Ok Dave - here are the three pieces you have to choose from. 2 of the 3 are yours. Personally I would go with the two that are from the same tree but it's your call.
[attachment=12765]

[attachment=12766]


----------



## Mike1950 (Oct 28, 2012)

GOLLY- Scott those are beautiful- did I tell you I was the ducks long lost cousin and he wanted you to send them to me:rotflmao3::rotflmao3::rotflmao3:------------ Well I might be stretching the truth just a little--- well ---would you believe a lot!!!!!!!! Nice job


----------



## woodtickgreg (Oct 28, 2012)

Wow Scott! Those are great.  Do you sleep or just turn continuosly?


----------



## West River WoodWorks (Oct 28, 2012)

Spectacular!!!
You are one lucky duck!
Tom


----------



## dean jordan (Oct 28, 2012)

Wow those are awesome I like the neck treatment .What boring system do you use?


----------



## Kevin (Oct 28, 2012)

They are all magniferrific. I like the form of all and wood of all of them, but I like the form of the tallest one best, and the wood of the shorter ones best. 

I'd like to place my order for 100 of the taller ones in the wood of the shorter ones. Well, I'd _like_ to anyway.


----------



## NYWoodturner (Oct 28, 2012)

dean jordan said:


> Wow those are awesome I like the neck treatment .What boring system do you use?



No boring system yet. All of the hollowing done with a munro Pro-Forme. Thats why that tall one is about my max height for now.


----------



## myingling (Oct 28, 2012)

WOW ,,Nice work


----------



## davduckman2010 (Oct 28, 2012)

NYWoodturner said:


> Ok Dave - here are the three pieces you have to choose from. 2 of the 3 are yours. Personally I would go with the two that are from the same tree but it's your call.

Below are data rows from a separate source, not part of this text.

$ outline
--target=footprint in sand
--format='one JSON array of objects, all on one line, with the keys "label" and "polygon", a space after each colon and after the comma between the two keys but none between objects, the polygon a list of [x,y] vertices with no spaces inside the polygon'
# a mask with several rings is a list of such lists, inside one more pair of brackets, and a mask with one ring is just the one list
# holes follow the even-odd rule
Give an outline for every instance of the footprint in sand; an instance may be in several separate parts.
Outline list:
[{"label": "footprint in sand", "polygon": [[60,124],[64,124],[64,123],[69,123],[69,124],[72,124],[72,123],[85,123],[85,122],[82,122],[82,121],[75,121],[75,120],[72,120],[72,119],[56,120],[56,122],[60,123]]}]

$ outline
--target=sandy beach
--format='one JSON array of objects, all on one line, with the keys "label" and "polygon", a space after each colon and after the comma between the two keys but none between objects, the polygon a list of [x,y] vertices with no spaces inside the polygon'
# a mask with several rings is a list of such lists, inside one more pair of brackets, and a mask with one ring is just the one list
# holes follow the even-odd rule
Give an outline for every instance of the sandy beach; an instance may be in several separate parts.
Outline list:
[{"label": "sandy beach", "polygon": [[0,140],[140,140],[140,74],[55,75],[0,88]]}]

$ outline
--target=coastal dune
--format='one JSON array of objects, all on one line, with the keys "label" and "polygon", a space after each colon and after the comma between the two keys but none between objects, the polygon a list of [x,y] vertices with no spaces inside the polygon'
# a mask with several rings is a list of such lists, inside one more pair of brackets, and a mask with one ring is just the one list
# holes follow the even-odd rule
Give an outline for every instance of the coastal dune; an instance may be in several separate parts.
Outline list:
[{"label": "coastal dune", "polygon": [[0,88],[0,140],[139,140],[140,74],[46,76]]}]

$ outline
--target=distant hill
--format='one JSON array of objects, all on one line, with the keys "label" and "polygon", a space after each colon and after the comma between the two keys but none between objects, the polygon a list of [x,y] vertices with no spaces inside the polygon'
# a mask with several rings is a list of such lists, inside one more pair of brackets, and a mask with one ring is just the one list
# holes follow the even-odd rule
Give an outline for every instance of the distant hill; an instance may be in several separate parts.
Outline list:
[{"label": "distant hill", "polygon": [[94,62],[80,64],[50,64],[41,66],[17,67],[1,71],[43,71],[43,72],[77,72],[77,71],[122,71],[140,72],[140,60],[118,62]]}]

WOW  scott are you sure you didnt make these things in a past life for lets see for maybe frickin king tut . my god those are awsome peices . im amazed at what you guys create. i think all are equaly stunning but i to will pick the 2 out of old zirk . i like the tall one so ill just have to get one in the future i got plenty of that stock. you my freind are one of the best . thank you and more primo wood will be on its way  duck


----------



## DomInick (Oct 28, 2012)

Wow!!!!! Those are beautiful and Definitely different.


----------



## AXEMAN58 (Dec 8, 2012)

NYWoodturner said:


> Ok Dave - here are the three pieces you have to choose from. 2 of the 3 are yours. Personally I would go with the two that are from the same tree but it's your call.

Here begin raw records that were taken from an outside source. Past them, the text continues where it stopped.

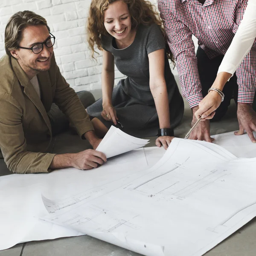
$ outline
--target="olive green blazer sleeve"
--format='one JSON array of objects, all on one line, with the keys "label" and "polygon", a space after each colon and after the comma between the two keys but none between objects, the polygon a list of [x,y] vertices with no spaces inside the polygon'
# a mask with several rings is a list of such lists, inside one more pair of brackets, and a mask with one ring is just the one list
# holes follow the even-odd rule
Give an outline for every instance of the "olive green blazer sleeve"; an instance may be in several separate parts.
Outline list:
[{"label": "olive green blazer sleeve", "polygon": [[[55,59],[54,61],[55,63]],[[93,125],[77,95],[62,76],[56,64],[55,68],[56,89],[53,101],[74,125],[79,135],[84,138],[84,134],[94,131]]]},{"label": "olive green blazer sleeve", "polygon": [[55,154],[27,151],[22,110],[11,95],[0,93],[0,146],[8,169],[16,173],[48,172]]}]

Simply incredible. What are their diminsions?


----------



## Twig Man (Dec 8, 2012)

Scott, Those are fantastic!!!!


----------



## NYWoodturner (Dec 8, 2012)

AXEMAN58 said:


> NYWoodturner said:
> 
> 
> > Ok Dave - here are the three pieces you have to choose from. 2 of the 3 are yours. Personally I would go with the two that are from the same tree but it's your call.
> ...



Thanks Terry! The shortest is 8" tall 6" wide. The tallest is 13.75 x 6. The middle one along with the shortest live with Dave now and I don't remember the exact dimensions, but you can make a pretty good guess given the other two...


----------